Farai’s* mom emphatically said, “You will marry my cousin Wambua* and you must obey him, or you will die! Your half-sister disobeyed her spouse and ended up dying of an incurable disease.”
The cultural belief that preteen girls should marry in order to keep them from sexual promiscuity is prevalent in Farai’s West-African country. Custom forces them to marry men twice their age, and obedience to him is the only way to secure a long and happy life.
Trapped by tradition, Farai went from a playful schoolgirl to a wife overnight. Her days of gossiping with classmates and doing homework ended. Satisfying her husband’s needs, preparing meals, sweeping floors, and washing clothes became the new routine.
No one helped her navigate this transition. Her mother and grandmother distanced themselves from Farai, leaving her to stumble through her marriage alone. Over and over, the word “obey” came to the forefront of her mind.
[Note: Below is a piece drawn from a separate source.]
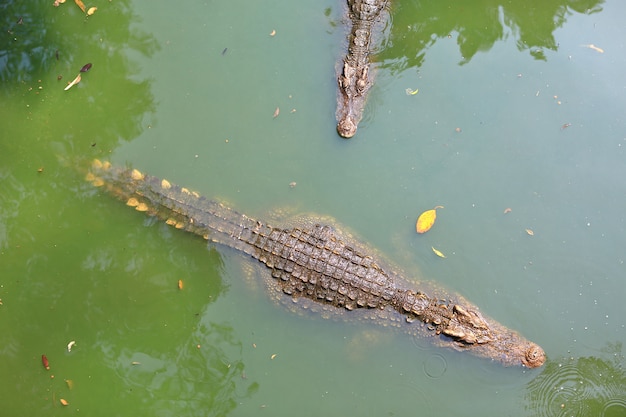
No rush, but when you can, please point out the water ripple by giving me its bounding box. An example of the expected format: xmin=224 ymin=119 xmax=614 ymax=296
xmin=527 ymin=343 xmax=626 ymax=417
But, it was hard to submit to a man she feared and who dominated her. Broken and feeling helpless, she slipped into a deep depression.
Her sleep patterns changed. She lost her appetite, and she never left the house. With the only energy she had left, Farai cried out to a God she wasn’t sure existed.
“A Man I Can Obey”
Months passed. A childhood friend asked Farai to sneak out of her house to watch a movie at church. Excitement swelled within her, and she gladly agreed, making the first decision on her own since her wedding.
The movie and brochures passed out at the event spoke to her, so she determined to return to the church on Sunday. There the preaching touched something in her spirit, and a joy she had never known enveloped her. She learned that there is a God who loves her and could set her free.
In the next few weeks, Farai gave her life to Jesus. She was glad to follow someone who wanted to help her, not totally control her. “This is a man I can obey. If I mess up, He will still love me,” she thought.
When her parents noticed her out and about more, they asked the reason for the change. She announced that she was going to church. Angered, they hired a marabout, a holy man believed to have supernatural powers. He concocted “medicine” to put in her food and water. They hoped it would make her mentally or physically sick enough to deny Jesus and return to the ways of her family.
Before each mouthful, Farai prayed. God answered her prayers. He kept her healthy and even gave her greater strength. Feeling renewed, she determined to leave her husband and one day walked out of her house for the last time, or so she thought.
Farai had not been gone for 30 minutes when her husband approached her from behind. When she turned around, Wambua waved a knife in her face. Because she had been disobedient, she deserved to die.
“Jesus!” she shouted. Miraculously and without another word, Wambua did an about-face and walked away.
Several days after this incident, Wambua became seriously ill. Neither traditional medicine nor medical doctors were able to give him any relief. Farai offered to take him to the church for prayer. He agreed.
The pastor anointed Wambua with oil, and the congregation prayed for his complete healing in the name of Jesus. Worship filled the room. A warmth penetrated Wambua’s entire being as he watched the smiling faces. His sickness left, and the pain ceased. He joined a group who danced with his wife. After the rejoicing, he surrendered his own life to Christ.
Today, Wambua is a genuine Christian, and he and Farai serve the Lord together. As he follows and obeys Jesus, Farai gladly follows and obeys her husband. She also has made peace with her family, and a nephew and two cousins are now believers. Farai’s example demonstrates how a prayerful, reverent attitude toward a spouse can open the door to the transforming power of the Holy Spirit in a marriage and a family.